41Die Höhe des Mitverschuldensanteils rechtfertigt sich entgegen der Auffassung der Beklagten allerdings nicht aus dem Umstand, daß die Klägerin und ihre Familienangehöhrigen in der Zeit vom 20. Mai 1990 bis zum 25. Mai 1990 - dem Zeitpunkt der Versiegelung - freien Zutritt zu ihrer Unterkunft und ausreichend Zeit und Gelegenheit hatten, für die Wegschaffung der noch brauchbaren Gegenstände, Kleidung sowie Hausrat zu sorgen. Denn es steht fest, daß der Klägerin erst mit der Anmietung der neuen Wohnung zum 1. Juni 1990 eine ausreichende Unterbringungsmöglichkeit für diese Gegenstände zur Verfügung stand. Auch wegen des zwischenzeitlichen Unterkommens der Klägerin und ihrer Kinder bei Bekannten ist nicht davon auszugehen, daß die noch brauchbaren Sachen sofort aus der brandgeschädigten Unterkunft entfernt werden konnten. Die Klägerin und ihre Familie waren ferner nicht verpflichtet, für die wenigen Tage bis zur Bezugsmöglichkeit der neuen Wohnung auf das Angebot der Beklagten zu anderweitiger obdachmäßiger Unterbringung einzugehen, nur um die ausgebrannte Unterkunft zu räumen. Sie hatten das Entgelt bis Ende Mai 1990 entrichtet und es stand in ihrem Belieben, ob sie die Zwischenzeit bei Freunden und Bekannten oder in einer anderen Unterkunft der Beklagten verbringen wollten. Hinzu kommt, daß bereits 3 Tage nach dem Brand wegen des Verdachts auf Dioxine und Furane Rußproben durch Mitarbeiter der Beklagten genommen worden sind und spätestens seit diesem Zeitpunkt mit der Möglichkeit gerechnet werden mußte, daß alle in der Unterkunft befindlichen Gegenstände wegen der Vergiftung durch Furane und Dioxine hätten vernichtet werden müssen.

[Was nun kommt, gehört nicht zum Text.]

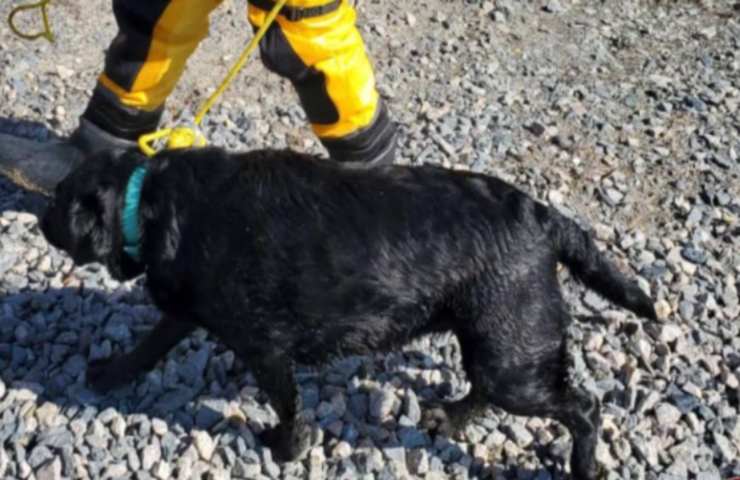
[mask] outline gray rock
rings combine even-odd
[[[414,427],[401,427],[398,438],[406,449],[423,447],[429,444],[427,436]]]
[[[418,424],[421,420],[419,399],[416,397],[416,393],[411,389],[406,390],[403,402],[403,413],[413,425]]]
[[[216,445],[213,442],[211,436],[208,434],[208,432],[196,430],[192,433],[192,437],[193,445],[195,445],[195,448],[198,450],[200,458],[202,458],[206,462],[209,461],[213,456],[213,451],[216,448]]]
[[[534,441],[534,436],[524,425],[514,423],[509,425],[507,430],[520,447],[528,447]]]
[[[141,450],[141,466],[144,470],[149,471],[161,459],[162,449],[160,448],[159,440],[153,438],[152,443]]]
[[[664,428],[673,428],[681,419],[681,411],[670,403],[661,403],[655,407],[658,424]]]
[[[377,389],[370,394],[370,416],[377,420],[385,420],[393,413],[393,406],[397,398],[386,389]]]
[[[24,475],[21,475],[21,478],[24,478]],[[36,480],[61,480],[61,478],[62,462],[59,457],[55,457],[36,470]]]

42Gleichwohl ist die Halbierung des oben ermittelten Schadensbetrages gerechtfertigt, da die Klägerin bzw. ihre Kinder sich nach der Versiegelung nicht nachhaltig genug um die Herausgabe ihrer Sachen bemüht haben. Denn obwohl die Klägerin zum 1. Juni 1990 eine Wohnung bezogen hat, ist sie nach eigenem Bekunden in der Folgezeit gegenüber der Beklagten wegen der Rückgabe ihrer "für den täglichen Bedarf" benötigten Gegenstände untätig geblieben. Trotz Kenntnis davon, daß bereits am 23. Mai 1990 Rußproben zur Ermittlung der Schadstoffbelastung genommen worden waren, deren Ergebnis in der Folgezeit zu erwarten war, und trotz des Umstandes, daß es sich nach der Aufstellung bei den Gegenständen nicht (nur) um geringfügige Werte, sondern mit insgesamt knapp 50.000,00 DM um einen beachtlichen Vermögensbestand und - hinsichtlich der zum Teil handgefertigen Aussteuer - auch um Gegenstände mit einem hohen Eigeninteresse gehandelt hat, ist kein Mitglied der Familie bei der Beklagten vorstellig geworden.
43Dem steht nicht entgegen, daß die Wohnung versiegelt gewesen ist. Denn, wie die Klägerin selbst dargelegt hat, ist es ihr von seiten der Beklagten über den zuständigen Hausmeister auch während der Versiegelung ermöglicht worden, Gegenstände aus der Wohnung zu entnehmen. Wenn es die Klägerin nach ihren eigenen Darlegungen trotz der zu erwartenden Analyseergebnisse, des beachtlichen Vermögens in der alten Wohnung und der mit dem Bezug der neuen Wohnung nunmehr gegebenen Aufnahmemöglichkeiten für diese Gegenstände dabei beläßt, lediglich Pässe und Bankbelege aus der Wohnung zu holen und im übrigen schlicht abzuwarten, so ist dies nach Überzeugung des Senats ebenso zu gewichten, wie die Vernichtung dieser Gegenstände durch die Beklagte ohne vorherige Mitteilung an die Klägerin.
44Der Zinsanspruch ergibt sich aus § 291 BGB.
45Die Kostenentscheidung folgt aus §§ 154 Abs. 2, 155 Abs. 1 VwGO; die Entscheidung über die vorläufige Vollstreckbarkeit beruht auf § 167 VwGO, §§ 708 Nr. 10, 711 ZPO.
46Die Revision ist nicht zuzulassen, weil die Voraussetzungen des § 132 Abs. 2 VwGO nicht gegeben sind.